Dados de emprego nos EUA e balanços no radar

No cenário internacional, os investidores acompanham balanços corporativos e aguardam dados relevantes ao longo da semana, com destaque para o relatório de emprego dos Estados Unidos.

O índice do custo do emprego no país subiu 0,7% no quarto trimestre de 2025 em relação aos três meses imediatamente anteriores, de acordo com dados do Departamento do Trabalho. O resultado ficou levemente abaixo do esperado por participantes do mercado, que projetavam aumento de 0,8% do indicador.
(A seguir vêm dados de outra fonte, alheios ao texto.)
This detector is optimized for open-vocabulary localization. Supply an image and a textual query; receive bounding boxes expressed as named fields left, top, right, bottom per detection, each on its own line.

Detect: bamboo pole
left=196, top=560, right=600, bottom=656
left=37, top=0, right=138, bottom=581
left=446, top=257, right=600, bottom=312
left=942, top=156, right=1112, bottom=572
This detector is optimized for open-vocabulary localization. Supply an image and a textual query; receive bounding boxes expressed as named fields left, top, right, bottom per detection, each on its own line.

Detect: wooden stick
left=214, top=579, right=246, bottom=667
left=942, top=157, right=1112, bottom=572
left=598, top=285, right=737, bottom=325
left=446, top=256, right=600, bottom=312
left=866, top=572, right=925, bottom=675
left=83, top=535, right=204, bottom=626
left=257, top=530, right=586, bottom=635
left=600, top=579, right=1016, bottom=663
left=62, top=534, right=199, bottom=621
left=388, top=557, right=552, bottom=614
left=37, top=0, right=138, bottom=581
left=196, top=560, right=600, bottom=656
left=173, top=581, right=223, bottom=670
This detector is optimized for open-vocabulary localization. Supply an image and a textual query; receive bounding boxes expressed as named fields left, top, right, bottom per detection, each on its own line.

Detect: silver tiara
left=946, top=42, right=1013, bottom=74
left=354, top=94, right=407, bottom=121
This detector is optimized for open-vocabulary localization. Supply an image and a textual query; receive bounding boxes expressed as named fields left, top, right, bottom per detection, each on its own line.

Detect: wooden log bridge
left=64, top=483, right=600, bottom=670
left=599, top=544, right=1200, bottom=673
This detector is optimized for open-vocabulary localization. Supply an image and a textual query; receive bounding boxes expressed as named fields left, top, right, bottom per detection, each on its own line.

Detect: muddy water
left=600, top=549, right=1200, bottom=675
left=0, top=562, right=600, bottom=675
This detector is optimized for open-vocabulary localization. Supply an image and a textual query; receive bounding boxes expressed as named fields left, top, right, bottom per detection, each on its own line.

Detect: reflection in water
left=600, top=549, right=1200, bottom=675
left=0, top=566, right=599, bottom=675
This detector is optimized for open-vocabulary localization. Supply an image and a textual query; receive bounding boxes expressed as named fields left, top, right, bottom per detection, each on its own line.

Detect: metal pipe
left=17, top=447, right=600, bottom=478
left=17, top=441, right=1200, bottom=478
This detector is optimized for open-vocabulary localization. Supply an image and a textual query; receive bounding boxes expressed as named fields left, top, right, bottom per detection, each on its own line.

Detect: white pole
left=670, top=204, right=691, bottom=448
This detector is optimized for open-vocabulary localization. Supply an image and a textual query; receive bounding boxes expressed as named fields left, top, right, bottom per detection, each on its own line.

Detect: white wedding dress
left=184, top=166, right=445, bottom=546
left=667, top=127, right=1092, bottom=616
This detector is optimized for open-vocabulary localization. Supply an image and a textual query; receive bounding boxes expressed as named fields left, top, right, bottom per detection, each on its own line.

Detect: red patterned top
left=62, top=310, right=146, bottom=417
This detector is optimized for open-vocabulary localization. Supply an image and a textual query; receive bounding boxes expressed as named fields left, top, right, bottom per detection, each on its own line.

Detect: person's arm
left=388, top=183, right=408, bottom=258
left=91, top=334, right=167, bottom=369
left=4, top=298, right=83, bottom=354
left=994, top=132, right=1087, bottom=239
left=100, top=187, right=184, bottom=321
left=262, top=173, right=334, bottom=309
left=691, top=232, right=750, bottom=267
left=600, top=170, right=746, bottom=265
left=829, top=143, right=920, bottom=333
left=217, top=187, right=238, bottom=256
Na comparação com o quarto trimestre de 2024, o custo do emprego apresentou um aumento de 3,4%. Além disso, as vendas no varejo dos Estados Unidos ficaram estáveis em dezembro ante o mês anterior, segundo dados do Departamento de Comércio americano, totalizando US$ 735 bilhões. O desempenho das vendas ficou abaixo do consenso de alta de 0,4% de analistas.

Nesta terça-feira, a agenda norte-americana inclui discursos de dirigentes do Federal Reserve (Fed, o BC dos EUA), o que pode trazer novas sinalizações sobre a condução da política monetária.

A expectativa predominante é de manutenção dos juros na reunião de março, com dois cortes precificados pelo mercado para o segundo semestre. Nesse ambiente, o dólar subia 0,27%, cotado a R$ 5,202, depois de caído ontem ao menor valor desde 28 de maio de 2024.

No Japão, o índice Nikkei renovou máximas históricas, sustentado pela expectativa de uma política fiscal mais expansionista após a vitória eleitoral expressiva da primeira-ministra Sanae Takaichi.

No Brasil, além do IPCA, os investidores monitoram outros indicadores de preços, dados da indústria, operações do Banco Central no mercado cambial e compromissado, além de compromissos do ministro da Fazenda, Fernando Haddad.